Inhibition of murine T cell‐mediated cytolysis and T cell proliferation by a rat monoclonal antibody immunoprecipitating two lymphoid cell surface polypeptides of 94000 and 180000 molecular weight

Abstract
The monoclonal antibody methodology was used to identify membrane structures involved in T cell functions. To optimize chances to produce and detect relevant antibodies, a xenogeneic sensitization protocol was utilized and hybridoma supernatants were screened, on functional rather than structural grounds, for their ability to inhibit a given function. The test function was T cell‐mediated cytolysis. Mouse cytolytic anti‐allogeneic cell populations were used to sensitize a rat, the spleen cells of which were fused to produce hybridomas; the supernatants of the latter were screened for their ability to inhibit mouse T cell‐mediated cytolysis in vitro. Several inhibitory antibodies were obtained, one of which, H35‐89.9 monoclonal antibody, was studied in more detail. It inhibited specific and concanavalin A (Con A)‐mediated cytolysis by T cells, by acting on the effector cells. It reversibly inhibited soluble antigen‐, alloantigen and Con A‐induced T cell proliferation (but not LPS‐induced B cell proliferation), after the production of interleukin 2, by acting on the responder cells. It also had a desagglutinating effect on Con A and LPS blasts and on EL4 cells.
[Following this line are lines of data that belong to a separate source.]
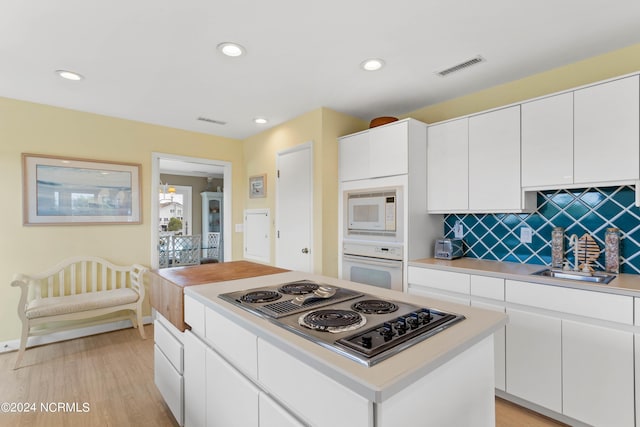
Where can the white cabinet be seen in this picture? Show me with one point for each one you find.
(168, 366)
(597, 374)
(494, 161)
(354, 156)
(381, 151)
(547, 141)
(232, 400)
(488, 293)
(274, 415)
(439, 284)
(448, 166)
(571, 351)
(195, 381)
(572, 138)
(389, 149)
(534, 358)
(607, 121)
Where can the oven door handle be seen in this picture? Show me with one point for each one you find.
(373, 261)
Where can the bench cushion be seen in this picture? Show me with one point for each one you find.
(54, 306)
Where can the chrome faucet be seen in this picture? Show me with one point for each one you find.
(573, 241)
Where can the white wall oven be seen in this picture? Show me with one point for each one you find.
(373, 264)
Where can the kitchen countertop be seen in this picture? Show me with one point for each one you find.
(623, 284)
(167, 284)
(375, 383)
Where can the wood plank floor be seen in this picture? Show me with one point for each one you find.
(113, 374)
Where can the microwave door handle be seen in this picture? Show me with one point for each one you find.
(369, 261)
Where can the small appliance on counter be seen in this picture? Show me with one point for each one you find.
(448, 249)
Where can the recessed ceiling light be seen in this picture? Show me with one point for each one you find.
(69, 75)
(373, 64)
(231, 49)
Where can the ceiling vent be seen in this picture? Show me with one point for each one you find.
(463, 65)
(217, 122)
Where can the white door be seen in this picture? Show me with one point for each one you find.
(294, 208)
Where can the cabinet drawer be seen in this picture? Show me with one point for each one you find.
(291, 382)
(170, 384)
(439, 279)
(194, 314)
(233, 342)
(487, 287)
(170, 346)
(598, 305)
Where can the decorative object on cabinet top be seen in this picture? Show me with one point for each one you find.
(379, 121)
(578, 211)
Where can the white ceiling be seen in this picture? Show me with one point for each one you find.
(155, 61)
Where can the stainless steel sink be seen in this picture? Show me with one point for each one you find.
(596, 277)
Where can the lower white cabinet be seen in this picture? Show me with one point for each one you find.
(597, 374)
(195, 381)
(273, 415)
(534, 358)
(232, 400)
(168, 366)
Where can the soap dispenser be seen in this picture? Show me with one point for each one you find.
(557, 247)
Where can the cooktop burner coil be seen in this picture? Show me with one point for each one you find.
(256, 297)
(300, 287)
(332, 320)
(374, 306)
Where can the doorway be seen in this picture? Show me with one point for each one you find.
(294, 208)
(172, 164)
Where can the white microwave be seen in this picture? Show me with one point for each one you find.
(372, 212)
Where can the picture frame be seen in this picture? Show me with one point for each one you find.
(258, 186)
(73, 191)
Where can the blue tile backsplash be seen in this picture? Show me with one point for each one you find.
(579, 211)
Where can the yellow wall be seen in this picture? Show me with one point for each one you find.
(322, 126)
(612, 64)
(35, 128)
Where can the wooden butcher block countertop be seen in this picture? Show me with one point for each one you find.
(167, 284)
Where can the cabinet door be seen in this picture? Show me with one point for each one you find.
(195, 386)
(389, 150)
(448, 166)
(274, 415)
(494, 161)
(499, 349)
(354, 156)
(597, 374)
(547, 141)
(534, 358)
(606, 131)
(232, 400)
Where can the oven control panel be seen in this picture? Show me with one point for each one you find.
(394, 252)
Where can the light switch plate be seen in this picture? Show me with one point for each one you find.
(458, 230)
(525, 235)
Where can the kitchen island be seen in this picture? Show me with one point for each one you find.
(242, 369)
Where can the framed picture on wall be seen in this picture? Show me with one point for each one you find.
(72, 191)
(258, 186)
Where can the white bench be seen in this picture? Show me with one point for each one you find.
(76, 289)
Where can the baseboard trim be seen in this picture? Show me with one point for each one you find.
(12, 345)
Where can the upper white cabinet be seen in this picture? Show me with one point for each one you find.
(607, 120)
(381, 151)
(448, 166)
(587, 136)
(494, 161)
(547, 141)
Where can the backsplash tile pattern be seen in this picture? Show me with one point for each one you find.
(579, 211)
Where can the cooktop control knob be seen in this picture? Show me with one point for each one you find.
(412, 321)
(366, 341)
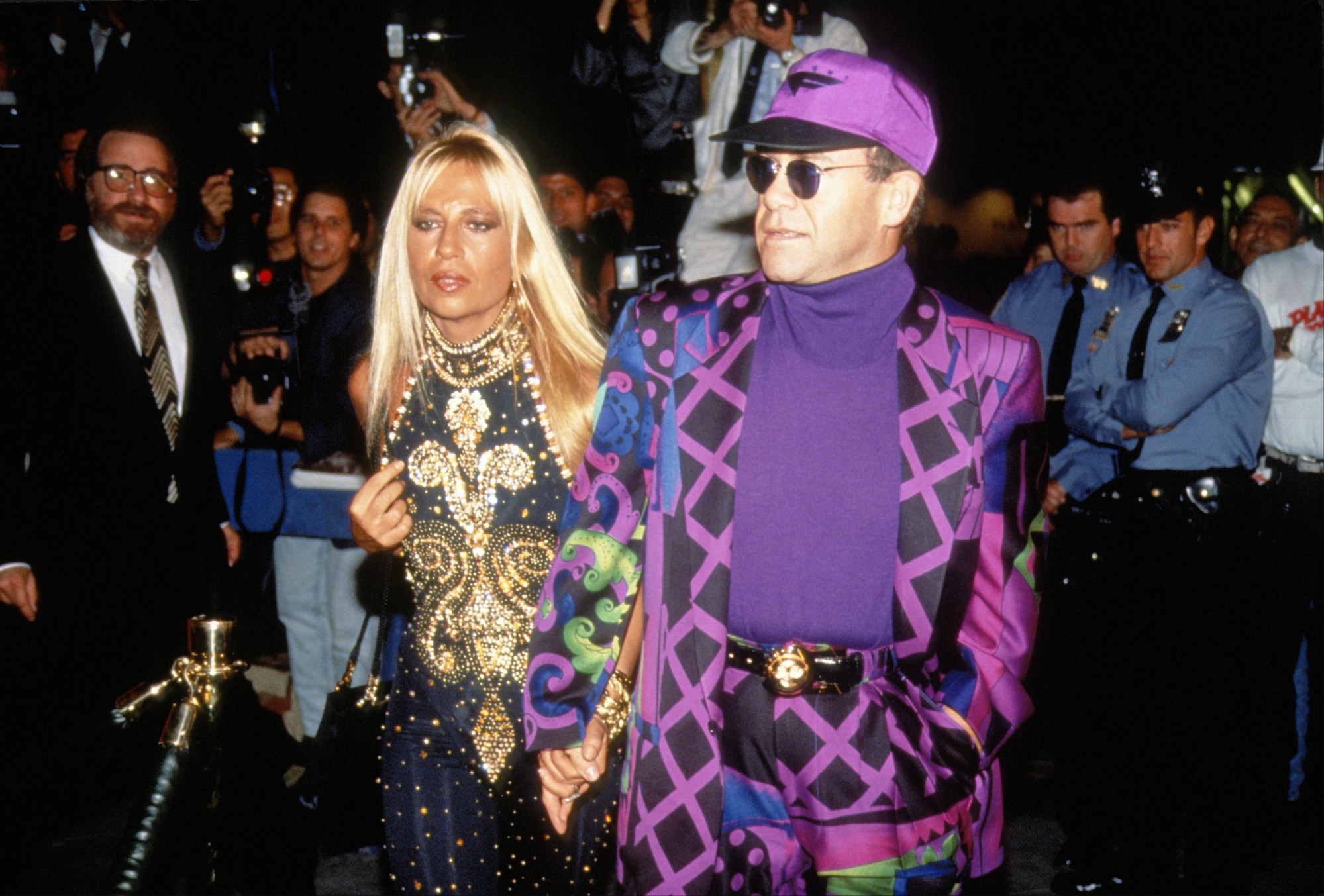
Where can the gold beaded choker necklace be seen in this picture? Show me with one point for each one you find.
(482, 359)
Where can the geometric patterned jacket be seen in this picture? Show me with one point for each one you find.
(653, 502)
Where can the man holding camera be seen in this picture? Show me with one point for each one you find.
(318, 324)
(217, 197)
(819, 479)
(758, 44)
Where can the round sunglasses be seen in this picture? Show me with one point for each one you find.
(803, 176)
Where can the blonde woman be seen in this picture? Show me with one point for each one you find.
(480, 393)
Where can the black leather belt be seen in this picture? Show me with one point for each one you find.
(793, 669)
(1182, 493)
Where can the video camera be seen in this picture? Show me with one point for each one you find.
(416, 50)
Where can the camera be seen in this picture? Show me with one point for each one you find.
(252, 187)
(416, 50)
(808, 15)
(640, 272)
(264, 373)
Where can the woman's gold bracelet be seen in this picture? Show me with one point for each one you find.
(613, 707)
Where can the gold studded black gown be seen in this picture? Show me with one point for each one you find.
(485, 486)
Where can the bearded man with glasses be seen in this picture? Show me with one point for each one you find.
(820, 479)
(111, 518)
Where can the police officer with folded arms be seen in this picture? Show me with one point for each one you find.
(1182, 388)
(1069, 305)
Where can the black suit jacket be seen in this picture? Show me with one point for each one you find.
(85, 462)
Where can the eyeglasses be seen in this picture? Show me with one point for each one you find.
(803, 176)
(121, 179)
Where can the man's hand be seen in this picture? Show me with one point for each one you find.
(1282, 343)
(379, 519)
(265, 416)
(417, 122)
(721, 33)
(19, 589)
(604, 15)
(233, 544)
(268, 344)
(217, 199)
(1054, 497)
(448, 98)
(1131, 433)
(567, 775)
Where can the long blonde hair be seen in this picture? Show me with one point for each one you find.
(564, 343)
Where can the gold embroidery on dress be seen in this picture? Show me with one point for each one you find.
(477, 584)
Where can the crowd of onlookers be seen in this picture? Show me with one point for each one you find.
(265, 272)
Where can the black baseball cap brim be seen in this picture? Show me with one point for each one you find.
(793, 134)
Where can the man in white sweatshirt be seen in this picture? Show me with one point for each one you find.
(1290, 285)
(718, 234)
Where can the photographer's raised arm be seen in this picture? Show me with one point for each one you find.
(217, 199)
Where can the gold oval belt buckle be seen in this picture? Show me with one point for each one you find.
(788, 670)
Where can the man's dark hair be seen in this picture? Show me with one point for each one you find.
(89, 152)
(1070, 185)
(351, 199)
(882, 164)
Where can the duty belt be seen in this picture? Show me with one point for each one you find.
(1299, 462)
(1200, 493)
(793, 669)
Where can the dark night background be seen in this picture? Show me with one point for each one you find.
(1013, 82)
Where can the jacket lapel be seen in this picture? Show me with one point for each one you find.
(714, 355)
(939, 433)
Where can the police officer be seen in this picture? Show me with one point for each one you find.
(1182, 388)
(1069, 305)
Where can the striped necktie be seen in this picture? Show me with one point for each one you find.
(160, 376)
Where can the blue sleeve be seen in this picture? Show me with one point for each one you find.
(1223, 343)
(1089, 395)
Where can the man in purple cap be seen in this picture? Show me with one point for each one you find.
(819, 482)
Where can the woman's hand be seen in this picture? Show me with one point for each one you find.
(567, 775)
(378, 517)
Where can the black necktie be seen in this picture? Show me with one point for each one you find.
(1060, 364)
(734, 154)
(1137, 363)
(1137, 356)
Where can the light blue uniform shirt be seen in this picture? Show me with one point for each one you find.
(1035, 305)
(1209, 375)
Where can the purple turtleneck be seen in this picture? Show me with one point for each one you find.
(813, 540)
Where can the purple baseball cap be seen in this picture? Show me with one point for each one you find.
(833, 99)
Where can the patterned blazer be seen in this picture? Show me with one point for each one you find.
(653, 505)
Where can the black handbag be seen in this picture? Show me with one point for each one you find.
(347, 751)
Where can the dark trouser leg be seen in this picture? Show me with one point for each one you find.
(1084, 695)
(1183, 662)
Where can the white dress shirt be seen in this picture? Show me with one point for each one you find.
(123, 279)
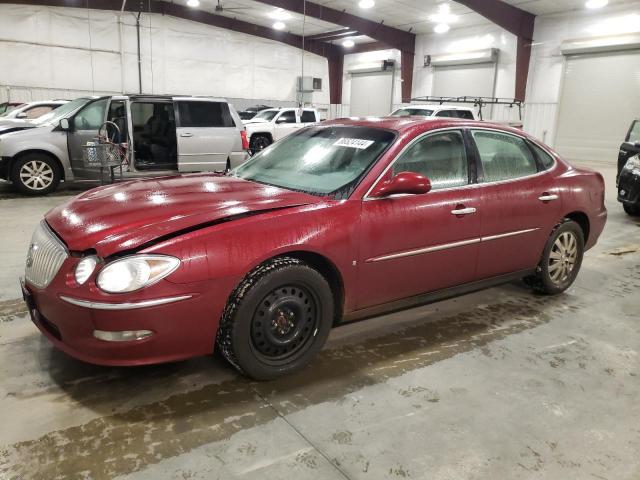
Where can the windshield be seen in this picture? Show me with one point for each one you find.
(5, 108)
(61, 112)
(406, 112)
(319, 160)
(266, 115)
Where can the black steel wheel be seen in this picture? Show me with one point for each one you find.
(277, 319)
(561, 259)
(630, 209)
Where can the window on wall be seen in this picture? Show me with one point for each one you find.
(440, 157)
(503, 156)
(204, 114)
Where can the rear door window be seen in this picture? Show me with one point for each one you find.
(204, 114)
(504, 156)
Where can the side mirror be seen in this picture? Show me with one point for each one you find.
(410, 183)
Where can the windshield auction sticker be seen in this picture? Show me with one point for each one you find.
(354, 143)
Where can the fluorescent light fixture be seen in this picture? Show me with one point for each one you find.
(444, 15)
(279, 14)
(593, 4)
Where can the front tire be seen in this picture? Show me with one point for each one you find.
(35, 174)
(633, 210)
(561, 259)
(277, 319)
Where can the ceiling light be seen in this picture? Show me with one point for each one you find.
(596, 3)
(444, 15)
(279, 14)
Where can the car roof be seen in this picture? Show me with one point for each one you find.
(434, 106)
(409, 123)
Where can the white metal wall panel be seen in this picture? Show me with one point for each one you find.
(464, 80)
(600, 96)
(371, 94)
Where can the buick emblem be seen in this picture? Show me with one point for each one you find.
(32, 248)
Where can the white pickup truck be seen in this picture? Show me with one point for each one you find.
(273, 124)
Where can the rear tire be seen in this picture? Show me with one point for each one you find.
(561, 259)
(276, 320)
(633, 210)
(35, 174)
(259, 142)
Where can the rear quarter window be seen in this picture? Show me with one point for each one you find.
(205, 114)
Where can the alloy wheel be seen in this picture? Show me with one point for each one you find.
(563, 257)
(36, 175)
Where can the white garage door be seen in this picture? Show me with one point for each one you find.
(371, 94)
(464, 80)
(600, 97)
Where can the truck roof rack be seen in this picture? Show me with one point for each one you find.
(476, 101)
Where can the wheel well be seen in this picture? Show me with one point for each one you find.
(581, 219)
(262, 134)
(329, 271)
(42, 152)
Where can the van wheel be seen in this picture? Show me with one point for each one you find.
(561, 259)
(276, 320)
(259, 143)
(35, 174)
(633, 210)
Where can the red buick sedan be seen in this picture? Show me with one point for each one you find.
(344, 220)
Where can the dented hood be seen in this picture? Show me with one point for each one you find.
(128, 215)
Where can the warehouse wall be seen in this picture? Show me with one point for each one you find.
(547, 63)
(66, 52)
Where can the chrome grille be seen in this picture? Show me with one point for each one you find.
(45, 256)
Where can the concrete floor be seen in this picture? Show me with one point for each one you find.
(497, 384)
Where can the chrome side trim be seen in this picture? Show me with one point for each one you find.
(446, 246)
(435, 248)
(124, 305)
(508, 234)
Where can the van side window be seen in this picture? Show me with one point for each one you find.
(92, 116)
(204, 114)
(504, 156)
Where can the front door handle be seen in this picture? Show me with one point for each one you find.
(548, 197)
(464, 211)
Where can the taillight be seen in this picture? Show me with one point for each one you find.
(245, 140)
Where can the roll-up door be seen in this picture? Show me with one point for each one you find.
(371, 94)
(600, 97)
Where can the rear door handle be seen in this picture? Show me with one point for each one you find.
(464, 211)
(546, 197)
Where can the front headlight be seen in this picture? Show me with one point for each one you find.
(633, 164)
(133, 273)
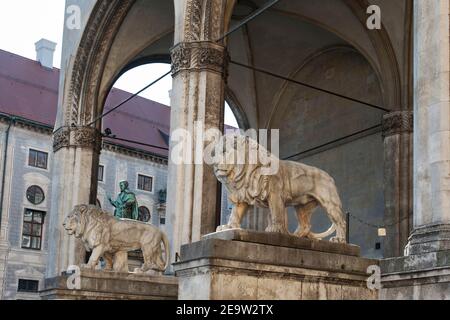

It immunoprecipitated from thymocyte membrane preparations two structures of 94000 and 180000 apparent molecular weight, and recognized cell surface determinants on both T and B lymphocytes. Our findings suggest that several antibodies directed against distinct effector cell membrane structures inhibit cytolysis. The case of H35‐89.9 monoclonal antibody, which exerts multiple functional effects and immunoprecipitates two membrane polypeptides, raises the problem of the various possible relationships between these structures and functions.